The Irish connection

Published : Sep 15, 2011 00:00 IST

When Eoin Morgan was named as captain of the England one-day side in Dublin the appointment slipped under the radar. It was seen as a sentimental gesture because he had played for Ireland and might do well against his old team and besides, so it slipped out, Alastair Cook needed a rest. By Ted Corbett.

If you want to see which way England will develop now they are on top of the world, it may be worth your while to watch the career of Eoin Morgan, Irishman, 24-year-old left-handed batsman and maybe their next captain.

I know that Alistair Cook seems to be the leader in the race to take over from Andrew Strauss, who is in any case succeeding well enough himself, but I hear that Morgan has all the qualifications — “he is a thinker about the game” says someone who knows him well — and that may be an essential qualification if England are to stay at the top.

Morgan will not be the first Irishman to lead England. In 1895 Sir Timothy Carew O'Brien led the side in one of four Tests against South Africa after Lord Hawke had been taken ill. He averaged only 7.37 in his short Test career which probably explains why he was not asked again but Frederick Luther Fane was captain five times in his 14 Tests, because Arthur Jones was ill.

O'Brien was born in Dublin, like Morgan, while Fane, who averaged 26.23 in his Test time, was born at Curragh Camp. The Curragh is now Ireland's best known racecourse. Both were amateurs — or Gentlemen — and therefore automatically considered ahead of the professionals or Players because, as one old-timer informed me “they were rather better at making speeches.”

Morgan is certainly a fluent talker who, at the age of 13, declared that his ambition was to play for England which, in Ireland at least, has taken some of the sting out of his transfer from a highly successful Irish team to play first for Middlesex and then for England at T20, one-dayers and Tests.

On the inside of the cricket world there is an excitement that emerges when one mentions Morgan. Watch him at the crease they say. All that bouncing up and down, that low stance, that ability to play the reverse sweep are all the result of planning ahead, not nerves.

“Away from the game, he is plotting and planning each innings,” says my insider. “He wants to have three shots for every ball, he is constantly trying to double guess the bowler whether he is at the crease or waiting for his turn to bat.

“He played hurling as a schoolboy and it is no coincidence that he plays the reverse sweep so well because the grip for the sweep and the hurling player's grip are the same. He looks lively at the crease, coming out of a crouching stance and certainly not fixed in his ideas about what he will do with any particular ball. Hurling is hockey on speed, an exclusively Irish game.”

So where does all this talk about him being a captain come from. Only Michael Atherton was younger in recent years and it has been the custom for England to wait until players have become mature before they are allowed to lead the Test team. Atherton had led university teams before he was called into the Test team, Ray Illingworth was 37 when he captained England and Mike Brearley captain of Middlesex for several years.

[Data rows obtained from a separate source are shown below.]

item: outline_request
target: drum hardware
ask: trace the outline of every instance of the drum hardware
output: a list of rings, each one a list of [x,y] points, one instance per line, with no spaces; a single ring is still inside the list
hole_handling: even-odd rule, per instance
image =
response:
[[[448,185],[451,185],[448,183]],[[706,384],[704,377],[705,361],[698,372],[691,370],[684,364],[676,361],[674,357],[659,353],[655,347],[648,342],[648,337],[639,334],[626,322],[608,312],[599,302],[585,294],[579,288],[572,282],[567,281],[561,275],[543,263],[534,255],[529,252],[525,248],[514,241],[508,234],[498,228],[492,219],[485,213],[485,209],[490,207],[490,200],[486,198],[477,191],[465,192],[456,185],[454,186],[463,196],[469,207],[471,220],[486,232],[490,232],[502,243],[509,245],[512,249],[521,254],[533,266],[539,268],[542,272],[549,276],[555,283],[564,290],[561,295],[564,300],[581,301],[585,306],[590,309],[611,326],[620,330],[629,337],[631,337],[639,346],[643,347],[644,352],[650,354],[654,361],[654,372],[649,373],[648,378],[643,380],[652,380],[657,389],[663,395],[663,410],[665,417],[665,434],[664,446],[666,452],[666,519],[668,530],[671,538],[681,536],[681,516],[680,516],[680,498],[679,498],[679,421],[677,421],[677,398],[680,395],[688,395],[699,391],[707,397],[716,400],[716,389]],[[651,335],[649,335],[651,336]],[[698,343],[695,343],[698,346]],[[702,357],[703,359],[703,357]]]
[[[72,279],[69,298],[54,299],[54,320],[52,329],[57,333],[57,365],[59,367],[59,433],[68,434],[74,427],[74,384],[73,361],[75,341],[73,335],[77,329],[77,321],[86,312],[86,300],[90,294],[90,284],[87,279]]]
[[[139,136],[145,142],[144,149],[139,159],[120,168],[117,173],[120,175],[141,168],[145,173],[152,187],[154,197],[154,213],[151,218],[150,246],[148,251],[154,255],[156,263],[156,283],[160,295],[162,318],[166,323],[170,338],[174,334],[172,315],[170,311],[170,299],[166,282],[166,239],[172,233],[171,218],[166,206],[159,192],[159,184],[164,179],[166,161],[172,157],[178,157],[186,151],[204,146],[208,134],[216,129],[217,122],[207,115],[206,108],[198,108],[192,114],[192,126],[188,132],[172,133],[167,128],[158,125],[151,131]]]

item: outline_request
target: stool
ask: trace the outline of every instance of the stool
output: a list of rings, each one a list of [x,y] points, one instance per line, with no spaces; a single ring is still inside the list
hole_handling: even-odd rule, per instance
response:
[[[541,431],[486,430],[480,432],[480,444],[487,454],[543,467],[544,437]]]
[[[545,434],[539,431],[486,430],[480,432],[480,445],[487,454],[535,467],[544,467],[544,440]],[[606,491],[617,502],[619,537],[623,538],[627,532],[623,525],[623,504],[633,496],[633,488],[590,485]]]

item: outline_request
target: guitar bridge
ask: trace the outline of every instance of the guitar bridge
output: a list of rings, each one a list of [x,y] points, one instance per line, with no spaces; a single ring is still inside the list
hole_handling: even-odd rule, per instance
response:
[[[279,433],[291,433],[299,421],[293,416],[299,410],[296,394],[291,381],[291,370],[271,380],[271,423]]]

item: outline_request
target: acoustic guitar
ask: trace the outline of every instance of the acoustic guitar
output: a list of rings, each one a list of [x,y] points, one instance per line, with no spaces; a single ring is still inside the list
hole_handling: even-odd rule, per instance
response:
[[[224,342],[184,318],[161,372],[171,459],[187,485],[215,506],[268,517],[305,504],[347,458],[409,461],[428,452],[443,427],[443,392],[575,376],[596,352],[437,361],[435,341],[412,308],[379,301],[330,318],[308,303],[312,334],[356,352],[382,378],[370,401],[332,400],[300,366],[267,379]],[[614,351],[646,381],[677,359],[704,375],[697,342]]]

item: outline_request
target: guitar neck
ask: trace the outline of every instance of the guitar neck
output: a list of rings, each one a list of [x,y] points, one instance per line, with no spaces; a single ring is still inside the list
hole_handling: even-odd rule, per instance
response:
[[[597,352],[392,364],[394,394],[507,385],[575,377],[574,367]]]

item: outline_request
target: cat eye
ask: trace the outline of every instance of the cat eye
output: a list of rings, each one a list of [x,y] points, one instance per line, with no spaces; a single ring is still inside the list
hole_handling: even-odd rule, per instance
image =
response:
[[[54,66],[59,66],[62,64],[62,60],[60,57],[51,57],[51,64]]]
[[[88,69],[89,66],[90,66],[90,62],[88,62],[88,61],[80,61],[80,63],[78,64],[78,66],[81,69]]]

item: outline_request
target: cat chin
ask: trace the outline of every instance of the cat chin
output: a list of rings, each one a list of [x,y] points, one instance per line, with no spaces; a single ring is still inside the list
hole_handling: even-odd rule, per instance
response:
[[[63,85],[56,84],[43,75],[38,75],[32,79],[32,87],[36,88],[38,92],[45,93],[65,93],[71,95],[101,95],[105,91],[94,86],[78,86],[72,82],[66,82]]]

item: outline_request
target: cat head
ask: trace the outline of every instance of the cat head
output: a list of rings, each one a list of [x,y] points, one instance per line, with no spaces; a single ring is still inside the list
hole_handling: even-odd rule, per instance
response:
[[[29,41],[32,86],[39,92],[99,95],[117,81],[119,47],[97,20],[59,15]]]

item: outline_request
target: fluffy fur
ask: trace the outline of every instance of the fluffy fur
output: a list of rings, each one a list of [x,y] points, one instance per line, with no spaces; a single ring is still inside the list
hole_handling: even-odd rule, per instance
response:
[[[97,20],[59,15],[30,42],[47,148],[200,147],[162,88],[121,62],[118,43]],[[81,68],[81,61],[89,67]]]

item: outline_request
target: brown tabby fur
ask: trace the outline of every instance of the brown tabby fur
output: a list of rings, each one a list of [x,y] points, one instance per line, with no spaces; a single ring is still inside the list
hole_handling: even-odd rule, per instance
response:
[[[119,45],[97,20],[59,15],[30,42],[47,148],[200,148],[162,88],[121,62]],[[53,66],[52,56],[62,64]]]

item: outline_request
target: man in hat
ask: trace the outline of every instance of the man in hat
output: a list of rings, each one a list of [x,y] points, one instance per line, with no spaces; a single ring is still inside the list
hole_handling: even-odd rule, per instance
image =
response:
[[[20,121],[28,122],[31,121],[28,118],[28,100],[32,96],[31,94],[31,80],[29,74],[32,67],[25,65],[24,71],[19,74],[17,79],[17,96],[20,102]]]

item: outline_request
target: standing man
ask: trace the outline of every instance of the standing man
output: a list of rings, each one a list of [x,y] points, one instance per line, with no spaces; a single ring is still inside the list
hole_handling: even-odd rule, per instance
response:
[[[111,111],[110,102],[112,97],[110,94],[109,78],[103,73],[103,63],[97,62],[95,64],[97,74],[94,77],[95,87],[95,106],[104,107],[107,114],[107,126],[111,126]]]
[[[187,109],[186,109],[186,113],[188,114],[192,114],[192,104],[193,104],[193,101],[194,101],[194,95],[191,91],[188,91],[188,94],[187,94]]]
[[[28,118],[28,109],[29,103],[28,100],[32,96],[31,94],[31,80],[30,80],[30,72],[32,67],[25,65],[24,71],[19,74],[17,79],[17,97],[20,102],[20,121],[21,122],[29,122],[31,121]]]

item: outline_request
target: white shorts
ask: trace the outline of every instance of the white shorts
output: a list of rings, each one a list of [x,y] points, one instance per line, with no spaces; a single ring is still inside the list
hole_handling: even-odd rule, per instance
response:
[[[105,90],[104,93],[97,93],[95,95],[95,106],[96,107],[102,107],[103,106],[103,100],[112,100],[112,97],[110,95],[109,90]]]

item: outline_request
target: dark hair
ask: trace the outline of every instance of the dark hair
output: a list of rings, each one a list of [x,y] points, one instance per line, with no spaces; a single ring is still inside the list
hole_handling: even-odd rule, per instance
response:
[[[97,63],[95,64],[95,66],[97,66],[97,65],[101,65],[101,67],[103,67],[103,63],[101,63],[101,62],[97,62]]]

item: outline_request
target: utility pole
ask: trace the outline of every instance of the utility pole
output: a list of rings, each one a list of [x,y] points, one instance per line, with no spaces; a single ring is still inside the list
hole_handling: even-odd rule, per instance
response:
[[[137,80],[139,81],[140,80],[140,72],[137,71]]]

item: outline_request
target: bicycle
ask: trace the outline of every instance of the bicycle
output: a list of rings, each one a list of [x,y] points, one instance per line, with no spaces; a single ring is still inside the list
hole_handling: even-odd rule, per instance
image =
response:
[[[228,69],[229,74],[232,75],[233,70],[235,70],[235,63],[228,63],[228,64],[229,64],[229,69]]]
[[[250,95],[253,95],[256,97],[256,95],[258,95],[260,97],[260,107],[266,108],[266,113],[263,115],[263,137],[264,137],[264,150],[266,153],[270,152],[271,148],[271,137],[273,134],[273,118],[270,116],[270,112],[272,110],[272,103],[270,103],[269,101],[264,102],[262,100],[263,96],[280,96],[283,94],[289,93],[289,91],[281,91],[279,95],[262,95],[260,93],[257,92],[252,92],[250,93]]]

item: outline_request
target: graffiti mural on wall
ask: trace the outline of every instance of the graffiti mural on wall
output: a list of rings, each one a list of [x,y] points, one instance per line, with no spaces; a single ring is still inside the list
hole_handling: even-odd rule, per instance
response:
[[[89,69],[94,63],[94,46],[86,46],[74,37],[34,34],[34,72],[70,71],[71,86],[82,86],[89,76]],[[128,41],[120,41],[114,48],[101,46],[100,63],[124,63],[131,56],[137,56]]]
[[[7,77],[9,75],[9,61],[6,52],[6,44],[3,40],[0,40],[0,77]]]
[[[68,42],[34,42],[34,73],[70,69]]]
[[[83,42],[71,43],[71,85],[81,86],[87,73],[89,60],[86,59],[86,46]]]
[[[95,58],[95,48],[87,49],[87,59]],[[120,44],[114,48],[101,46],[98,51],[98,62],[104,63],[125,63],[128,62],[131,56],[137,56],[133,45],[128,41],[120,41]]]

Why Morgan then, and why an Irishman? Aren't they supposed to be, well, a bit stupid? Yes they are. Irish jokes, as told by Englishmen are all about the way Paddy and his mates make a mess of things. “I'd hate to be with you when you are on your own,” is one of the quotes put into the mouths of Irishmen.

The truth is rather different. Some of the cleverest writers and philosophers of the last two centuries have been Irishmen — like the playwright George Bernard Shaw — and there were plenty of clever men who led the rebels in what the Irish call The Troubles i.e. the revolt against Britain.

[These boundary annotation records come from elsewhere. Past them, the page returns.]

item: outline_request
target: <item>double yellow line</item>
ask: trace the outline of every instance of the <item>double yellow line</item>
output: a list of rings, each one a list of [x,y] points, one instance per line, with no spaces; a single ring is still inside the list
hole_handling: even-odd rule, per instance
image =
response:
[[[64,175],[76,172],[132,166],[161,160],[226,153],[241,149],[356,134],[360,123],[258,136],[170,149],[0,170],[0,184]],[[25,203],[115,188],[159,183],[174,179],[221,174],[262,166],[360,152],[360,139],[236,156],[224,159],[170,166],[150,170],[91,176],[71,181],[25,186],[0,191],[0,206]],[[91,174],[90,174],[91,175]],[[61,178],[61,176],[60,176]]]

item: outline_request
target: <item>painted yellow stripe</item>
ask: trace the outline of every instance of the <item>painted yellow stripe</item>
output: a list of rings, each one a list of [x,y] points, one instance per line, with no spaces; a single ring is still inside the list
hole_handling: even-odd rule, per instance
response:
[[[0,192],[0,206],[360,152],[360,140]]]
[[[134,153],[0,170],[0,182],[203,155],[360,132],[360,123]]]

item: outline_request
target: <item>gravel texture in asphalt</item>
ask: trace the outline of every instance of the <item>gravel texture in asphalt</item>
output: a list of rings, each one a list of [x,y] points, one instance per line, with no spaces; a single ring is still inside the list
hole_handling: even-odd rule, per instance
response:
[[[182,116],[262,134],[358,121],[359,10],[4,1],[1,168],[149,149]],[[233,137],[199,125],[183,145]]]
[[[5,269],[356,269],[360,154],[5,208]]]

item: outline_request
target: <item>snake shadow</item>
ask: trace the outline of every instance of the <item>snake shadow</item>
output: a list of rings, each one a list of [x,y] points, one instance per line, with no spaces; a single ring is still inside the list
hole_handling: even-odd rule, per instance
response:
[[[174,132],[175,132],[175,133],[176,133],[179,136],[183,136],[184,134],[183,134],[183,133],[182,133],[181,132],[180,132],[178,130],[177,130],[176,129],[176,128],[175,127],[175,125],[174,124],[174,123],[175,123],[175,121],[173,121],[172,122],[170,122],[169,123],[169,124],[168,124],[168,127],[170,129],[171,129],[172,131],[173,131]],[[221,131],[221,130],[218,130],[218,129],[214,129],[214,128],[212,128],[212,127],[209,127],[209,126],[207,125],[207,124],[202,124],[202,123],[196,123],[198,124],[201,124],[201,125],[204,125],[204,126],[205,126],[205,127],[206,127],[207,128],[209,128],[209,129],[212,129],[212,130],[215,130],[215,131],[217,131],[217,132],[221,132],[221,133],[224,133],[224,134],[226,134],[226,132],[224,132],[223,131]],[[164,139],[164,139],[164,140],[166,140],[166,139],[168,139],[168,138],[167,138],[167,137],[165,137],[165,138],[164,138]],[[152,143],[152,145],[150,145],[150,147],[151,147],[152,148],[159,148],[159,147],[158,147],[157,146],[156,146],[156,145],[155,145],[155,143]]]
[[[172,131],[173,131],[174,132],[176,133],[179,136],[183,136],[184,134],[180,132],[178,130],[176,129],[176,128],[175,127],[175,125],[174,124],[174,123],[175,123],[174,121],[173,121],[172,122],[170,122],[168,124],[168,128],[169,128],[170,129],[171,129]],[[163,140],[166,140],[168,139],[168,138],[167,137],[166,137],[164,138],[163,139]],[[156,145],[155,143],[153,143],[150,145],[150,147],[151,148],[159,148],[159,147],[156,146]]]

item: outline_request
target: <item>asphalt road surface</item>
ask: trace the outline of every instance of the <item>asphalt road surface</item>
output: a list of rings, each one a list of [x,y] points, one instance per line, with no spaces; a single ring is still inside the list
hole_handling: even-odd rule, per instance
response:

When Morgan was named as captain of the England one-day side in Dublin the appointment slipped under the radar. It was seen as a sentimental gesture because he had played for Ireland and might do well against his old team and besides, so it slipped out, Cook needed a rest.

Maybe but England selectors think long and hard before they make a man captain and even though Cook undoubtedly needed a day off — coach Andy Flower also had a rest — there was another line of reasoning behind the appointment of Morgan.

Geoff Miller and his co-selectors wanted to see how he would handle himself, in the team hotel, in the dressing room and on the field. He passed with flying colours even though the match drowned in a typical Dublin downpour and no one could claim the result — an England win under the Duckworth Lewis calculation — was due to anything but a lucky break here and there.

Morgan lost the toss — bad point. He made a brisk 59 — bonus point. From that moment it was all in the hands of the weather gods who, capricious as ever, clearly wanted England to win and made sure that catches went down when they needed a bit of luck and throws missed stumps when it seemed easier to hit.

So it is, as the Scottish court system has it, a verdict of not proven. An Irishman with a Welsh name leading England is a bit hard to understand but watching the way Eoin Morgan goes about his cricket in the next few years will still be a fascinating study.